Encasa Cibeles, la sociedad participada por Goldman Sachs a la que le fueron adjudicadas 3.000 viviendas de protección oficial por unos 200 millones de euros tras una resolución del Instituto de la Vivienda de Madrid (IVIMA) cuya nulidad ha sido confirmada por el Tribunal Supremo, estudia en estos momentos el fallo del Alto Tribunal sin descartar la posibilidad de presentar una reclamación por daños y perjuicios al Gobierno de la Comunidad de Madrid, al que achaca cualquier posible "vicio".

El quid de la cuestión ahora es que el fallo del Supremo parece no entrar en el fondo de cuál ha de ser el efecto de la nulidad para con quiénes se han beneficiado de la operación, y se limita a confirmar la nulidad del acuerdo de enajenación sellado por el IVIMA al desestimar los recursos contra ella presentados por la Comunidad de Madrid y Azora, la gestora inmobiliaria que participó del consorcio adjudicatario junto a Goldman. 

"Estamos analizando el fallo", responde a Vozpópuli un portavoz oficial de Encasa Cibeles, la sociedad mercantil participada por Goldman a la que fueron a parar las VPOs, tras ser preguntado sobre un potencial reclamo de indemnizaciones a la Comunidad. "Encasa Cibeles siempre ha cumplido todos los contratos de inquilinos firmados con el IVIMA, también en lo que respecta a las bonificaciones de renta que algunos de ellos tenían concedidas. En su política de gestión, Encasa Cibeles siempre da especial prioridad a aquellos casos de vulnerabilidad social, que son atendidos por su equipo de mediación social para buscar las alternativas y soluciones más adecuadas a cada situación.", inciden, haciendo hincapié en que Encasa, según ellos, ha cumplido su parte.

El período de protección para las viviendas adjudicadas venció el pasado otoño. Desde entonces, Encasa Cibeles ha vendido ya más de 500 viviendas en el mercado libre, mientras que más de 650 fueron adquiridas por sus inquilinos originales, que ejecutaron su derecho de compra a precio protegido, avanzó El País.

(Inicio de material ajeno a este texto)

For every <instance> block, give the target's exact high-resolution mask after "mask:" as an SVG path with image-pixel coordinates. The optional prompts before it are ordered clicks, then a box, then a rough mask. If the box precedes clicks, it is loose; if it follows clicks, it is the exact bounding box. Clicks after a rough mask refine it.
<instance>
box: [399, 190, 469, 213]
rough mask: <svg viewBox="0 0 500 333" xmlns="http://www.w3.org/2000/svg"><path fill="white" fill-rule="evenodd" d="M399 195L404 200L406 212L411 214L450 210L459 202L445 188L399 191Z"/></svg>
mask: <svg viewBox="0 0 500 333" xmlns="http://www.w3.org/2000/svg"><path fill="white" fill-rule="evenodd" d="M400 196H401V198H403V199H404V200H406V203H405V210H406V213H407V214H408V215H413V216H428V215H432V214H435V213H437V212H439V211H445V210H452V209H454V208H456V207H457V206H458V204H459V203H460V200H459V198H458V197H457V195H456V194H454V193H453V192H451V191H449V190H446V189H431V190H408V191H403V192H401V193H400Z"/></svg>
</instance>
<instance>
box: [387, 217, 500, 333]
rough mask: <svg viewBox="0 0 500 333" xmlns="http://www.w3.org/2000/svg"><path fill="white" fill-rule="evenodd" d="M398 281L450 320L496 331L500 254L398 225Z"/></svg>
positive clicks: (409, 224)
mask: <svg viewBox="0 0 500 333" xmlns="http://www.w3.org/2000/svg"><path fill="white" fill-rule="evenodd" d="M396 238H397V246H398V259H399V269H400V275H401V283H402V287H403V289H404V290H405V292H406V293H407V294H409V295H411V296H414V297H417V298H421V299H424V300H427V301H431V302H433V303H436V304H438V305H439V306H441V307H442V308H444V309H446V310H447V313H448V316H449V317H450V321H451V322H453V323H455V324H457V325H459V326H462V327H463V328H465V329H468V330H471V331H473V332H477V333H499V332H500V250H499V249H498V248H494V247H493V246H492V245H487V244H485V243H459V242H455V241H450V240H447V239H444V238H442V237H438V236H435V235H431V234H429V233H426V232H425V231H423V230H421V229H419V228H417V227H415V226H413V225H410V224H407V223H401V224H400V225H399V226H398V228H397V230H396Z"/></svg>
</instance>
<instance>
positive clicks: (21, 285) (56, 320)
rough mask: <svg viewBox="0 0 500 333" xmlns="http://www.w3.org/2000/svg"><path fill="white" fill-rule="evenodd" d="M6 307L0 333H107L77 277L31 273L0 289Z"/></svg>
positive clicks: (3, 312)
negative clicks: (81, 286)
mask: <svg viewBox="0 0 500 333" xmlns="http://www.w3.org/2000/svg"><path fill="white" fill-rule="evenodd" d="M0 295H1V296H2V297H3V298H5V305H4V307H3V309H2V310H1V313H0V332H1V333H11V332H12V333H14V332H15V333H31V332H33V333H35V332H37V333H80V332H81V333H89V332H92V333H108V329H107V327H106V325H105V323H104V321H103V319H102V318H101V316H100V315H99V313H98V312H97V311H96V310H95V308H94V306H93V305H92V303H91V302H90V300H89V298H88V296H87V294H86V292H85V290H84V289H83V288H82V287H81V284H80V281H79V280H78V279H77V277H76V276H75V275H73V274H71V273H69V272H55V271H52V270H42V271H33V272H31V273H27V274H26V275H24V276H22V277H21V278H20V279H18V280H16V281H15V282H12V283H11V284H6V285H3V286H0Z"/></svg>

Culpa de la Administración

Según anticipó en octubre eldiario.es, Encasa Cibeles ya avisaba en sus últimas cuentas que las resoluciones judiciales devenidas hasta ese momento apuntaban a la nulidad del acuerdo de adjudicación por un "vicio" achacable a la Administración Pública que ella podría subsanar mediante "fórmulas jurídicas", y que, de ser necesario revertir la venta, "cabrá la posibilidad de que la Compañía (Encasa) presentara una reclamación de responsabilidad patrimonial frente a la Administración por los daños y perjuicios causados".

La empresa añadía además que "a efectos aclaratorios, si como consecuencia de la anulación del Acuerdo de Adjudicación se declarara, a resultas del correspondiente procedimiento judicial civil instado al efecto en ejecución de la sentencia contencioso-administrativa, la nulidad del contrato de compraventa por el que la Compañía adquirió las viviendas, la declaración de nulidad del contrato lleva aparejada como efecto la necesaria restitución de las prestaciones recibidas por las partes en virtud del contrato declarado nulo", o lo que es lo mismo, que si la nulidad del acuerdo de adjudicación implica la nulidad de la operación de compraventa, Encasa tendría que devolver, de partida, las viviendas, y la CAM los 201 millones que recibió en 2013.

La Comunidad de Madrid estudia elevar el asunto al Tribunal Constitucional e incide en la situación de los terceros ocupantes de las viviendas

La Comunidad de Madrid, por su parte, asegura que estudia si elevará el asunto ante el Tribunal Constitucional, analizando si la sentencia de este jueves del Supremo "no es firme hasta que se resuelva la casación autonómica por parte del Tribunal Superior de Justicia de Madrid" e incidiendo en que, de consumarse la anulación de manera definitiva, "solo podría ser efectiva con la vivienda de los recurrentes" y no debería afectar a los terceros ocupantes de las viviendas.